You have a big table. The biggest in your system.

You may say big table, big fun but also in some situation a big challenge.

The manager gives you a task:

  • delete a small portion of data in the table. Only about 1% of rows need to be removed.

How would you approach this task?

What query will you build? How would you minimize logical reads? Would you approach this task differently if it was a one time activity or task executed on a regular basis?

Consider: is this table used exclusively used by you? Maybe in parallel, some other process execute inserts into this table?

Continue reading to see how to delete data in batch on SQL Server.

Setting up the stage

Stack Overflow database has Comments table. It has 24 million rows.

You need to remove records from 2008. They are not needed anymore.

how to delete

If this one time, do and forget task, you will do it using a query like this:

DELETE FROM dbo.F_Comment
WHERE CreationDate < '2009-01-01';

And pray that DBA would not notice how many resources it consumes.

Deleting in batches

There is another way. To delete data from table in batches.

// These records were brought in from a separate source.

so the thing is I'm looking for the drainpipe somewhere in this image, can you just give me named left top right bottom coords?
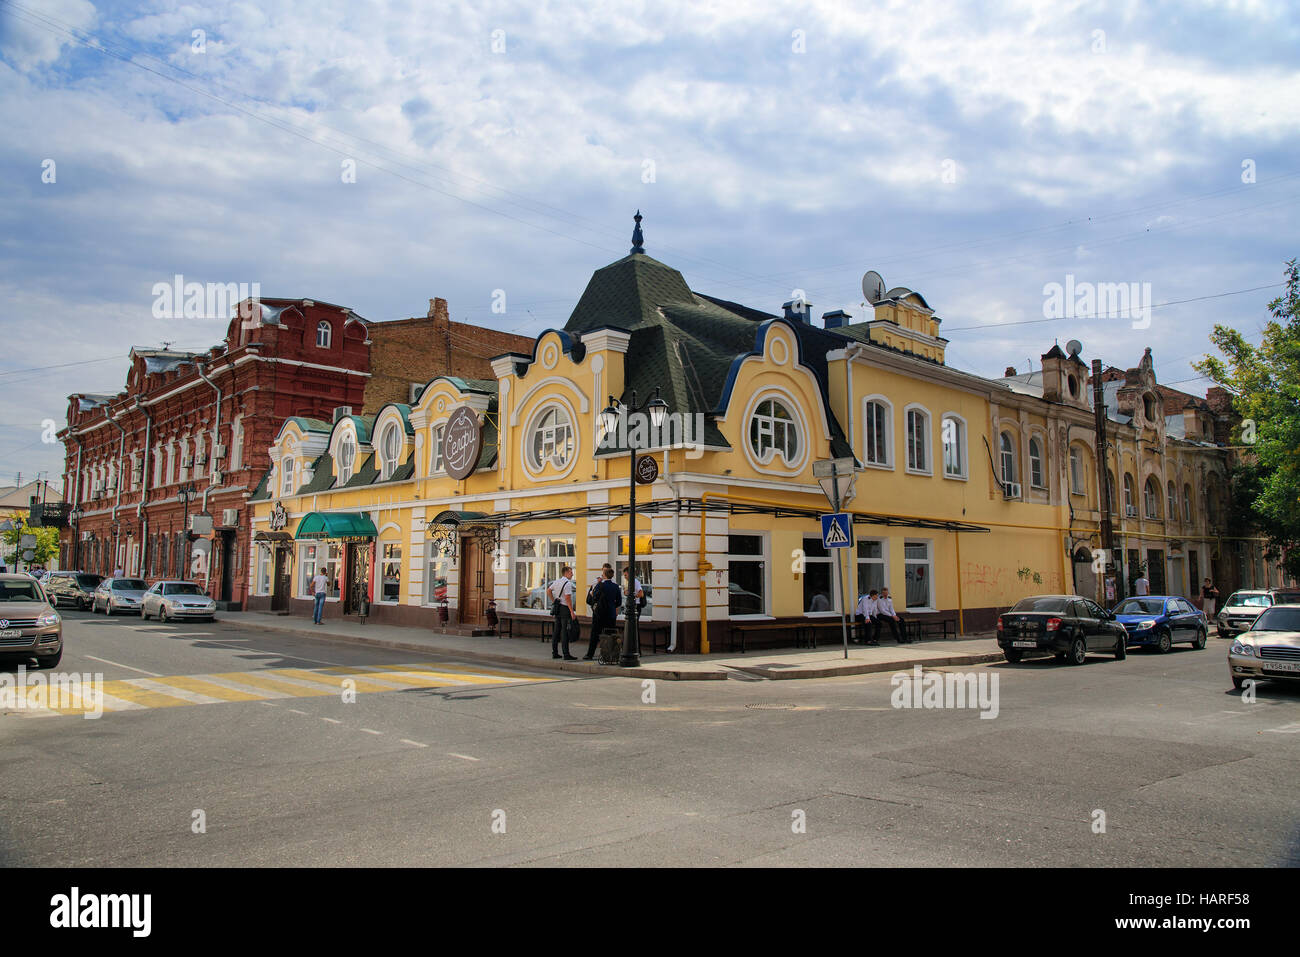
left=106, top=408, right=127, bottom=569
left=71, top=438, right=83, bottom=569
left=195, top=359, right=223, bottom=516
left=666, top=451, right=680, bottom=653
left=136, top=399, right=153, bottom=577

Run it as many times as you need, and give DB time and allow other processes to run on the table.

View will give you a batch of rows to delete:

CREATE VIEW dbo.V_F_Comments_5000 AS
    SELECT TOP 5000 *
    FROM dbo.F_Comment
    ORDER BY CreationDate ASC;

Index will allow finding the right data faster:

CREATE INDEX IX_F_Comment_CreationDate ON dbo.F_Comment(CreationDate);

Then delete from view will take place. It will delete data from the underlying table.

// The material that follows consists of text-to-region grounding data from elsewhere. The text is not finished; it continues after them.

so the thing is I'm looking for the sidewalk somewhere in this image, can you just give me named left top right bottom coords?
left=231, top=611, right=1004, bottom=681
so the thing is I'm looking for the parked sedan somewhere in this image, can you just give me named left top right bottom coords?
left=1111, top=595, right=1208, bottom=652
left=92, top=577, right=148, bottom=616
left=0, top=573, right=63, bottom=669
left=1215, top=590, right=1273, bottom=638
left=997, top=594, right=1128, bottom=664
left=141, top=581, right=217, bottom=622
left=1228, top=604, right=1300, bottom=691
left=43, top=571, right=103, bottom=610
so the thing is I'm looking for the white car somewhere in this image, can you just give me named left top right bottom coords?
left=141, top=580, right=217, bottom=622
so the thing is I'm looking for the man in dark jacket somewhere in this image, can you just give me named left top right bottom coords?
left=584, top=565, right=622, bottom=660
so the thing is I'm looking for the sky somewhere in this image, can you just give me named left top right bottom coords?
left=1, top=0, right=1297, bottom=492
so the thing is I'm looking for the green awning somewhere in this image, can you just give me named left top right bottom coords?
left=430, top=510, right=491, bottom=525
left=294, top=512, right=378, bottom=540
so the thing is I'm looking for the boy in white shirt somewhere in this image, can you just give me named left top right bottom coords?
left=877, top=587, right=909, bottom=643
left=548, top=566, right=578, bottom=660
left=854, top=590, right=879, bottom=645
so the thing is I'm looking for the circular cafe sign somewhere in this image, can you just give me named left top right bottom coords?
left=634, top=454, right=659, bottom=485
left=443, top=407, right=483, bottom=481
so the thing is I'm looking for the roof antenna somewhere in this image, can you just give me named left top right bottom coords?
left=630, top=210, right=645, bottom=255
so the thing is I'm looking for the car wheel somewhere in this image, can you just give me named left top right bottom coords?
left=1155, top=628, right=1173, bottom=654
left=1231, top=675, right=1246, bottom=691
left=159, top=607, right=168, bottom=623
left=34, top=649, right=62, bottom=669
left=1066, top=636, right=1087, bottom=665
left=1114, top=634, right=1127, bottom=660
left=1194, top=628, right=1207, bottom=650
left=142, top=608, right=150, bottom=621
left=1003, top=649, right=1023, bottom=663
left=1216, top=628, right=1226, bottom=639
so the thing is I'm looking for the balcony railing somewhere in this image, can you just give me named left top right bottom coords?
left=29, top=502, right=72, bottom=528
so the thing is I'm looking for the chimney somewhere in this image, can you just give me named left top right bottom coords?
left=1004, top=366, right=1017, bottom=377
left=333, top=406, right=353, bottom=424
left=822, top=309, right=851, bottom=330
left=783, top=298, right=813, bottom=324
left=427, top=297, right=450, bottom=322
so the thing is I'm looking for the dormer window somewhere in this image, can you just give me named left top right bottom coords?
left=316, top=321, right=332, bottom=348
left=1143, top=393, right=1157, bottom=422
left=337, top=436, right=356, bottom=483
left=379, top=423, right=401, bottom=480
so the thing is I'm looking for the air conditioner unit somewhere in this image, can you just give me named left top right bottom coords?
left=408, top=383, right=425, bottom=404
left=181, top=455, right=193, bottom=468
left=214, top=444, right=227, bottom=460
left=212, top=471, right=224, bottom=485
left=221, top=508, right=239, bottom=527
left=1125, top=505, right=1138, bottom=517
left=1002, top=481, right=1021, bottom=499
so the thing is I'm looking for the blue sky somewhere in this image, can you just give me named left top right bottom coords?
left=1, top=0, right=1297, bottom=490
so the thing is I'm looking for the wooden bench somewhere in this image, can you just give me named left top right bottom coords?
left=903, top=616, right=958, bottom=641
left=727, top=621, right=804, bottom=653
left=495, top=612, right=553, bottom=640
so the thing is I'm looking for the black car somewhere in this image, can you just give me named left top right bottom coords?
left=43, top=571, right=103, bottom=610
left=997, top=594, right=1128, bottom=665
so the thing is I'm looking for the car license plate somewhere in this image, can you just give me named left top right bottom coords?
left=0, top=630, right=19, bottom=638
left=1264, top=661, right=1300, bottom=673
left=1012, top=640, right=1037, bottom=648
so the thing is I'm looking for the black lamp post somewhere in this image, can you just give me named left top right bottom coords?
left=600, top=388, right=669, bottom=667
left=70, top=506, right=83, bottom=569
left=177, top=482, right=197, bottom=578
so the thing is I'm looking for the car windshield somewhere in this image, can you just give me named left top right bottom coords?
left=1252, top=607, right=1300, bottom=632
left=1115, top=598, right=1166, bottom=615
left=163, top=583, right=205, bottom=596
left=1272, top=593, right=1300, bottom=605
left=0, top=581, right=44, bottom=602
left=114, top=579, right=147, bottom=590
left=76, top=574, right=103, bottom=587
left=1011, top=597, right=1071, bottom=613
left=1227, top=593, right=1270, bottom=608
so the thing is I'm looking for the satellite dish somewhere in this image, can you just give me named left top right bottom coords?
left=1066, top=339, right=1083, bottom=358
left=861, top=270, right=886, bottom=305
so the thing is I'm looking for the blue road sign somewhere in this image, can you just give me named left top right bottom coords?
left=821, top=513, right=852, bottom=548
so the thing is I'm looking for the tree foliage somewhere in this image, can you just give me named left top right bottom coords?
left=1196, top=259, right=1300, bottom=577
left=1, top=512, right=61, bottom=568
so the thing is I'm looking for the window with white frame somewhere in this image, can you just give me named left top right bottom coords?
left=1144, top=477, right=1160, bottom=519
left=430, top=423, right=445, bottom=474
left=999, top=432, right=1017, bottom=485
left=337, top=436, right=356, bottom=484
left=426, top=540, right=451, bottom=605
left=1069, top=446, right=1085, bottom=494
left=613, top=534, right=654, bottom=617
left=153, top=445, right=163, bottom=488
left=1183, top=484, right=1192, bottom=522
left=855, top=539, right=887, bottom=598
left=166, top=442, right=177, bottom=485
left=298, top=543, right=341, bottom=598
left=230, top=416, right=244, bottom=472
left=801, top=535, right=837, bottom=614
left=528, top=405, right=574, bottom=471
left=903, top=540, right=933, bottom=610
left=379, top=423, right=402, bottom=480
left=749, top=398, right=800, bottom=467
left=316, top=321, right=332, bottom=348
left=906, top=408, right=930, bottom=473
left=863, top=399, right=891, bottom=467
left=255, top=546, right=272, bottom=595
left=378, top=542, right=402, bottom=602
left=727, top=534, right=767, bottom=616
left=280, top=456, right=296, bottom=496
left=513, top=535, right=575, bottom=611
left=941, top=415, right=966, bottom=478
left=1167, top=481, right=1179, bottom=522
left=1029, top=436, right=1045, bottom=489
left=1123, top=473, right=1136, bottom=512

DELETE FROM dbo.V_F_Comments_5000
WHERE CreationDate < '2009-01-01';

You require executing it several times, depending on how many rows you have to delete.

Why only 5 000 records?
You should test it and verify how it looks on your end. It depends on your data characteristics. This is related to lock escalation threshold.

Stored procedure - caution don't copy paste!

Let us automate it and move it to another level.

Create stored procedure that will release us from manual work and delete not needed rows based on filter.

This automation will save us a lot of manual work.

Probably you would not read the next line, but I will write it:

Please don't run it on PROD, it is not tested enough. This is not production-ready code.
These are just developers considerations. Without any warranty.

CREATE PROCEDURE dbo.sp_CommentDelete
    @cutOverDate nvarchar(10)
AS
  SET NOCOUNT OFF ;
  DECLARE @deleted INT = 1
  WHILE (@deleted > 0)
  BEGIN
    DELETE dbo.V_F_Comments_5000
    WHERE CreationDate < @cutOverDate

    SET @deleted = @@ROWCOUNT
    WAITFOR DELAY '00:00:01'
  END
GO

Execution window

This part of the blog post is probably not for you but for your younger friend that is starting his data engineer career, but it adds an important point.

So you have it. Your code ready to execute. But wait. There is another point.

Do you have free access to PROD? And you would like to try this code right away? What can possibly go wrong?

Probably copying the code from a stranger on the internet can give you a bit of adrenaline, but it is not recommended.

Also consider when would you like to execute this script?

During the office hours? When you have a lunch break? Or maybe after 5 PM when there is hardly anyone in the office.

When your organization is mature enough you may also have something like maintenance, service or release windows, so you already have a window when your script will be executed.

Summary and other considerations

You may ask is this method faster then regular delete?

In my scenario, slightly, but it has other advantages.

It allows you to avoid exclusive looks that might happen. Also it does not eat all the server resources. It performs part of the job, waits a bit for and gives other, maybe more important processes time to jump in.

If you would like to use it on production environment, please play with delay time and number of records that you are removing in one batch. If you have more sophisticated demand on deletion, and you have even bigger constraint on performance, please give this a read:
https://michaeljswart.com/2014/09/take-care-when-scripting-batches/

This post was inspired by Brent Ozar's:
https://www.brentozar.com/archive/2018/04/how-to-delete-just-some-rows-from-a-really-big-table/

Active learning:

  1. Can you delete data using Views in SQL Server?
  2. What other delete technics from BIG table do you know? (https://nextlevelbi.pl/jak-usunac-dane-z-tabeli-bez-delete/)
  3. When is the best time to execute this query?
  4. Can you copy and paste scripts from the stranger on the internet and put it into production?